When a Datamart’s Refresh Data Load is executed, data from its Data Sources is copied into separate tables within the database. Effectively, a snapshot of the source data is created, becoming the new, updated content of the Datamart.

Optionally, this data can undergo further processing or enrichment through (Distributed) Calculation Data Loads before making it available to application users and business logic via the Datamart’s Publish Data Load. Publishing produces another snapshot—this time, reflecting the refreshed Datamart data after processing or enrichment has been applied. When the Citus is installed in the Analytics Database (PA DB), the publish table is columnar, often offering improved performance for analytical queries, which typically utilize only a subset of the fields defined in the Datamart.

However, rows in a columnar table cannot be directly modified. This means that the table is truncated and all data is re-inserted each time an update is necessary.

The refresh process is usually configured to perform incremental data loads into the Datamart, where most rows remain unchanged, and only a small proportion are updated or added. This approach enhances efficiency and speed; however, as the Datamart grows, the refresh time increases, primarily because existing rows must be identified and replaced. Consequently, the process slows as the number of rows in the Datamart increases.

For this reason, and in cases where new data cannot be delivered incrementally, a full reload of the Datamart during each Refresh may be required. It is important to note that for larger Datamarts, this involves processing a substantial volume of data with each refresh. Therefore, more frequent-than-weekly refreshes are generally not recommended in such cases.

Given the context, creating a Columnar Datamart can be advantageous in certain situations. Although not strictly defined, the following guidelines will help determine when to consider using a columnar Datamart—and more importantly, when to avoid it:

  • When a Datamart contains fewer than approximately 100 fields, the benefits of a columnar table diminish significantly. In general, adopting a Columnar Datamart is advisable only for those with 100 or more fields.

  • If incremental refreshes are not feasible, necessitating full reloads, the switch to a Columnar Datamart has minimal impact on the Refresh Data Load. This is because, similar to other columnar tables, the target table is truncated and populated a new during each refresh.

  • When publishing is not required, for example, when no post-processing or enrichment of refreshed data is needed, queries can benefit from the performance improvements provided by columnar refresh tables.
    info Note that without publishing, Datamart queries are executed directly against its refresh tables.

  • A columnar Datamart should not be used if frequent refreshes are necessary.

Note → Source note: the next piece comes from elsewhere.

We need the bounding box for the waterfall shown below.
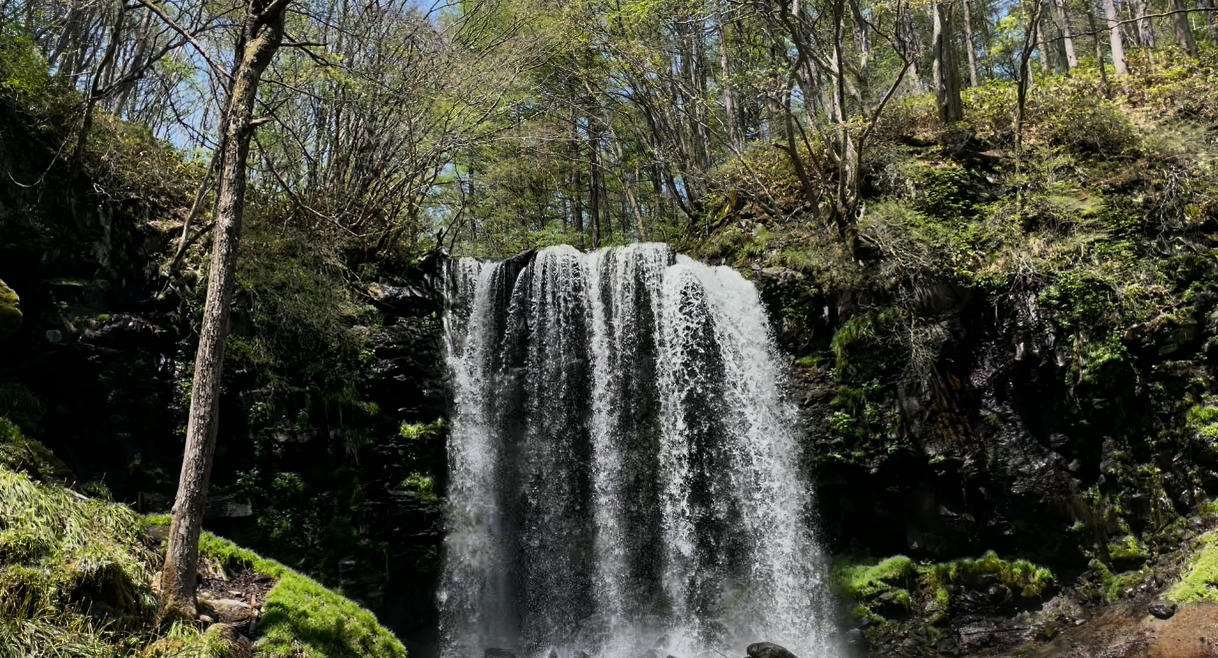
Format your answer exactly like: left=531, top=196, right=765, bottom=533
left=440, top=244, right=836, bottom=658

The acceptable frequency depends on the size, but daily updates are generally the upper limit; weekly or slower schedules are highly recommended.

If a columnar Datamart is chosen, consider setting the LoadMode to APPEND. In this mode, the refresh tables do not need to be truncated, as only new rows are added and existing rows remain unchanged. This approach requires that existing rows are never updated. If the refresh is configured as append-only and attempts to reload existing rows, the Data Load will result in an error, and no data will be loaded.

If columnar tables are not supported in the database, the following warning message will be displayed: Columnar tables not currently supported in this partition.